Elevated basal levels of circulating activated platelets predict ICU-acquired sepsis and mortality: a prospective study

Platelets are now considered to be immune and inflammatory agents as well as key cells in coagulation, and as such have been implicated in the pathophysiology of sepsis [1]. Thrombocytopenia is associated with sepsis severity and poor prognosis, and hyperactivated platelets probably contribute to microvascular thrombosis and organ failure. In the present study, we evaluated platelet activation markers as potential predictive markers of sepsis and of mortality among four commonly encountered populations of patients admitted to ICUs.

Ninety-nine non-infected ICU patients were prospectively screened at day 1 (T1) and day 3 (T2) of admission after elective cardiac surgery, trauma, acute neurologic dysfunction or prolonged ventilation (>48 hours). A third sample was drawn when infection was diagnosed (Tx). We evaluated platelet activation by measuring the expression of P-selectin (CD62P) and fibrinogen binding on the cell surface before and after stimulation with major platelet agonists (ADP, collagen, and TRAP) through flow cytometry. Clinical scores were obtained at admission.
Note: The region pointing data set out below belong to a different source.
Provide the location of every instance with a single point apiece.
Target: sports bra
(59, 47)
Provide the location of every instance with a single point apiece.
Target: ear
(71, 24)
Patients who developed sepsis (n = 18) presented with significantly higher platelet fibrinogen binding at T1 compared with patients who did not get infected (basal: P = 0.0014, upon stimulation: P < 0.0035). At T1, ROC AUC for association of basal fibrinogen binding with the occurrence of sepsis was 0.79 (95% CI: 0.68 to 0.89). Elevated basal CD62P expression level was associated with increased 90-day mortality (P = 0.042, ROC AUC = 0.78 (0.64 to 0.88)). Kaplan-Meier survival curves illustrated that mortality was significantly higher after stratification based on T1 basal CD62P level (cutoff MFI>31.56, HR = 13.6, P = 8.23 × 10^-6). Multivariate logistic regression analysis using clinical scores (SOFA, APACHE II, SAPS II, SAPS III) indicated that addition of CD62P level or of bound fibrinogen level significantly improved prediction of mortality (odds ratio 1.078, P = 0.003) and sepsis (odds ratio 1.033, P = 0.0012), respectively.

Predisposition to severe infection in selected critically ill medico-surgical adults can be identified on day 1 of admission based on circulating basally activated platelets. Levels of activated platelets may add incremental prognostic information to clinical scoring.